# Models Tested

This file lists the model identifiers evaluated in our experiments.  
**API snapshot date:** 2025-05-05  
**Default generation settings (unless stated otherwise):** temperature=0, deterministic decoding.

## Baseline Models (recommended for quick reproduction)
- gemini-2.0-flash      # baseline A
- gpt-4.1               # baseline B

## Additional Models 
- gpt-4o
- gpt-4o-mini
- gpt-4.1-mini
- o3-mini
- o4-mini
- claude-3-5-sonnet
- claude-3-5-haiku
- claude-3-7-sonnet
- gemini-2.5-flash-preview
- gemini-2.5-pro-preview
- gemini-2.5-pro-exp
- gemini-1.5-flash-8b
- gemini-2.0-flash-thinking-exp
- deepseek-chat
- deepseek-reasoner
- qwen2.5-72b-instruct
- qwen2.5-32b-instruct
- qwen2.5-7b-instruct
- qwen2.5-3b-instruct
- qwen2.5-1.5b-instruct
- qwen2.5-0.5b-instruct
- qwen3-0.6b
- qwen3-1.7b
- qwen3-4b
- qwen3-8b
- qwen3-14b
- qwen3-32b
- qwen3-30b-a3b
- qwen3-235b-a22b
- qwen3-0.6b-thinking
- qwen3-1.7b-thinking
- qwen3-4b-thinking
- qwen3-8b-thinking
- qwen3-14b-thinking
- qwen3-32b-thinking
- qwen3-30b-a3b-thinking
- qwen3-235b-a22b-thinking
- llama-3.1-405b-instruct
- llama-3.1-70b-instruct
- llama-3.1-8b-instruct
- llama-3.2-90b-vision-instruct
- llama-4-maverick-17b-128e-instruct-maas
- llama-4-scout-17b-16e-instruct-maas
- grok-3-beta
- grok-3-mini-beta
- mistral-small-2503
- nvidia_llama-3.1-nemotron-ultra-253b-v1
- nvidia_llama-3.3-nemotron-super-49b-v1
- nvidia_llama-3.1-nemotron-ultra-253b-v1-thinking
- nvidia_llama-3.3-nemotron-super-49b-v1-thinking

---

**Notes**

- **API access & cutoff.** Models were accessed via API. For identifiers without explicit date suffixes, we use the latest available API endpoints as of the testing cutoff date: **May 5, 2025**.
- **Reasoning/CoT mode.** The `-thinking` suffix indicates the model was evaluated with its native reasoning / Chain-of-Thought (CoT) mode enabled.

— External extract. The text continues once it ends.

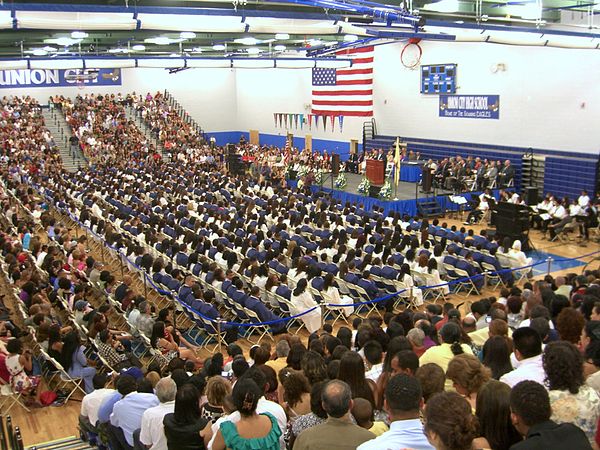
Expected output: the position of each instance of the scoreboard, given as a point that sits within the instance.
(438, 79)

The corresponding counterpart **without** the suffix was evaluated with this mode disabled.
- **Thinking budget.** For models with native reasoning modes, the thinking budget was set to **unlimited (i.e., the maximum permitted within each model's context window limits)**.
- **Output length & latency (reasoning models).** Many reasoning models produce longer outputs (often up to ~3× input tokens) and run with higher latency; some adopt step-by-step strategies (e.g., "count each value by each"), further increasing token usage.
- **Reasoning modes & decoding controls.** Some reasoning models do not support standard decoding controls (e.g., temperature, top_p, top_k). When these parameters are unsupported or ignored, we do not set them.